Metadata-Version: 1.1
Name: nsre
Version: 0.1.0
Summary: Non-String Regular Expressions, making RegExps more abstract
Home-page: https://github.com/Xowap/nsre
Author: Rémy Sanchez
Author-email: remy.sanchez@hyperthese.net
License: WTFPL
Description: Non-String Regular Expressions
        ==============================
        
        Regular expressions are used to match strings of characters, however the
        concept can be applied to anything else. This engine allows you to match
        any list of any type of objects using the same kind of constructs that
        regular expressions allow.
        
        The algorithm is (far away but) based on `this
        article <https://swtch.com/~rsc/regexp/regexp1.html>`__ by Russ Cox, aka
        uses the Thomson NFA algorithm (because it's apparently more efficient
        but mostly because it's the first explanation of a RE engine that I
        understood).
        
        However the package doesn't support (yet?) the regular expression syntax
        that everybody is used to (because it allows to do different things).
        
            **Note** — The current implementation is a pile of crap because I
            have no idea what I'm doing
        
        Installation
        ------------
        
        ::
        
            pip install nsre
        
        Then from your project you can
        
        .. code:: python
        
            from nsre import *
        
        Concept demo
        ------------
        
        By example, suppose that you have a list of dictionaries with a ``type``
        key which indicates the type of content.
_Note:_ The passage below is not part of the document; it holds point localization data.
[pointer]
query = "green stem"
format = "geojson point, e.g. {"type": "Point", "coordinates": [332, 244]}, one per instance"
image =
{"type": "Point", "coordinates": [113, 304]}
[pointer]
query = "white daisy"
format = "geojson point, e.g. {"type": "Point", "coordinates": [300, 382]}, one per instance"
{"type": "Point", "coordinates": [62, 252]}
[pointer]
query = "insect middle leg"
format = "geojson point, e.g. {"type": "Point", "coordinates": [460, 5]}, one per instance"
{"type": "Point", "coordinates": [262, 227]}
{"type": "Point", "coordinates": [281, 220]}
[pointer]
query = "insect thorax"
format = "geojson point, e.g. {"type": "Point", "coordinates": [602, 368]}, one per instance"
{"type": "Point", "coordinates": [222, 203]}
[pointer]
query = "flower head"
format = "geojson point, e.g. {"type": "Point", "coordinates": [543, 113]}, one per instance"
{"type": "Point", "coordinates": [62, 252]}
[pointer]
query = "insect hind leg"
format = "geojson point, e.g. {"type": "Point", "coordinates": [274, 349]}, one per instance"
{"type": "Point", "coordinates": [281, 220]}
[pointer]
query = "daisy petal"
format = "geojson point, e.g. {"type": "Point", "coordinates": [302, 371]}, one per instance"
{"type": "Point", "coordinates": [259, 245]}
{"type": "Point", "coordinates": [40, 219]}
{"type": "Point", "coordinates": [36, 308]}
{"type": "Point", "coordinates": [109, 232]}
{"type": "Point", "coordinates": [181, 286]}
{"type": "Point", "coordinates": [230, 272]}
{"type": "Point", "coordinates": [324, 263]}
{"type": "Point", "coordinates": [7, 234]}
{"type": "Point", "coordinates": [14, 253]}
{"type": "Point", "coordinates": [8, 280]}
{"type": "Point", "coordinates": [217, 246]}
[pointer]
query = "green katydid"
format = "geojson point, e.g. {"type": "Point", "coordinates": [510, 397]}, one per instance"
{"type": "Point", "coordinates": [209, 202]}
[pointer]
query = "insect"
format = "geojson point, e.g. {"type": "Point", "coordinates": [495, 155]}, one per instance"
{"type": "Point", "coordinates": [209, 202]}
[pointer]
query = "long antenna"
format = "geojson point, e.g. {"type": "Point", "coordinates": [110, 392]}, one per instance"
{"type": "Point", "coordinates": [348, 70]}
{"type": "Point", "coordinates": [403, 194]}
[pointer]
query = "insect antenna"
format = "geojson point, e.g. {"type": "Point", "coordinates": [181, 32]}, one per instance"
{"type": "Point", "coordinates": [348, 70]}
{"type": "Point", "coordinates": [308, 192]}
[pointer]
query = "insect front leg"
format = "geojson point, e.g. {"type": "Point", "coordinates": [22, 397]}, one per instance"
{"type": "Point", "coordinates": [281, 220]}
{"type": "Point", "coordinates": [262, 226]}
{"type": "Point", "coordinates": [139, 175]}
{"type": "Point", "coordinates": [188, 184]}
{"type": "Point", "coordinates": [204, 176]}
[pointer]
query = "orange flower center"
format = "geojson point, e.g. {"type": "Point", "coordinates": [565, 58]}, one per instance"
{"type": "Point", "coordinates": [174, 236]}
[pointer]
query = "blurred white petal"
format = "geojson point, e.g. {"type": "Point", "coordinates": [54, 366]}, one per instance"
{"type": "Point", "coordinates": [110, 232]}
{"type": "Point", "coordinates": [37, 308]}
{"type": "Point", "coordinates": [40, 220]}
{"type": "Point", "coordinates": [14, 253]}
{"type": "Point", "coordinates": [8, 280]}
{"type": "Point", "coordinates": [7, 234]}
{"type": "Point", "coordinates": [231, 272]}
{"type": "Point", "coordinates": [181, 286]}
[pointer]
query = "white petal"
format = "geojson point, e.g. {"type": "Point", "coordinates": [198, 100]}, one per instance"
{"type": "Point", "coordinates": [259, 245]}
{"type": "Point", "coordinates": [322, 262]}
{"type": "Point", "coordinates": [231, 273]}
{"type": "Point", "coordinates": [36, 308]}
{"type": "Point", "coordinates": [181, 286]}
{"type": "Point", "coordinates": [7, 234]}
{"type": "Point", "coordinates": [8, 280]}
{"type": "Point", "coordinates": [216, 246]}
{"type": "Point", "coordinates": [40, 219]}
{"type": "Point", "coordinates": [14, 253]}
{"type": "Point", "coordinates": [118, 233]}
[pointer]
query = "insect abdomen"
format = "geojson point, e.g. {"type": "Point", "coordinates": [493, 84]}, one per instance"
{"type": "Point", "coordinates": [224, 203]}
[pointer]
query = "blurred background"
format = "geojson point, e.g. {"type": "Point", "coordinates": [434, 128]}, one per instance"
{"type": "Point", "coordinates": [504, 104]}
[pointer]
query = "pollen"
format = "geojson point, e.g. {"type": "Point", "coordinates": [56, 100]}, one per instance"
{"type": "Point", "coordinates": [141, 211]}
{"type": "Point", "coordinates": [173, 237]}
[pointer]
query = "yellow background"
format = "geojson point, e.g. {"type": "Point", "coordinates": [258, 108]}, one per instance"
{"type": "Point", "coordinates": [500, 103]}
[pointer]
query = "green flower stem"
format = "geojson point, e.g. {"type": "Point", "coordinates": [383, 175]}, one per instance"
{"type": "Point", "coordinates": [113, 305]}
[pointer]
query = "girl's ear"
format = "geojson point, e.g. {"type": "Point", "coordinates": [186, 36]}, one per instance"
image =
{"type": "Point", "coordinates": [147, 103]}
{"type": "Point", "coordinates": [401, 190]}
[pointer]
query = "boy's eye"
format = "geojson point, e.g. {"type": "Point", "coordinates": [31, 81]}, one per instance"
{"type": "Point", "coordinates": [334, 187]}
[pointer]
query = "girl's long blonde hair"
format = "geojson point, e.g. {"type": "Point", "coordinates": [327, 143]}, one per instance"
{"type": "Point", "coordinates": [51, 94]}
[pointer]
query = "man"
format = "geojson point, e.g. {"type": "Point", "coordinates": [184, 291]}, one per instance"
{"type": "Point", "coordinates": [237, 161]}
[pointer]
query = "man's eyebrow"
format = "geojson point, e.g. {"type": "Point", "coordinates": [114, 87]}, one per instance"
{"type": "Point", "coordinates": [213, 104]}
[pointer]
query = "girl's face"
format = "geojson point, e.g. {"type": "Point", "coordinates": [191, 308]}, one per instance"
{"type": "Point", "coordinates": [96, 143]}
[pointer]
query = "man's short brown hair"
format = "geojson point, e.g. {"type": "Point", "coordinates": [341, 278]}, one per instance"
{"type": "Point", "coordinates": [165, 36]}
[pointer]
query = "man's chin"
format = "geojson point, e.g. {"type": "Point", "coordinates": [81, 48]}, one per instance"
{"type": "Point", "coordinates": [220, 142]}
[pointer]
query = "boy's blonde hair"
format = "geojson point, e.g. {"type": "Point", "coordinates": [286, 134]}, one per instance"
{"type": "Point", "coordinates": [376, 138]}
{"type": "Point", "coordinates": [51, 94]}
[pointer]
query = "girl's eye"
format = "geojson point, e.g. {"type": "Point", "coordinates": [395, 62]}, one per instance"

You want to check certain
        patterns in that list. Suppose you want a series if ``image`` that might
        have an attached ``caption`` then all of that is followed by a series of
        ``text``.
        
        Conceptually, it would like like this
        
        ::
        
            (image caption?)* text+
        
        Which once translated into NSRE looks like this
        
        .. code:: python
        
            from nsre import *
        
            re = AnyNumber(
                Symbol(KeyHasValue("type", "image")) + Maybe(KeyHasValue("type", "caption"))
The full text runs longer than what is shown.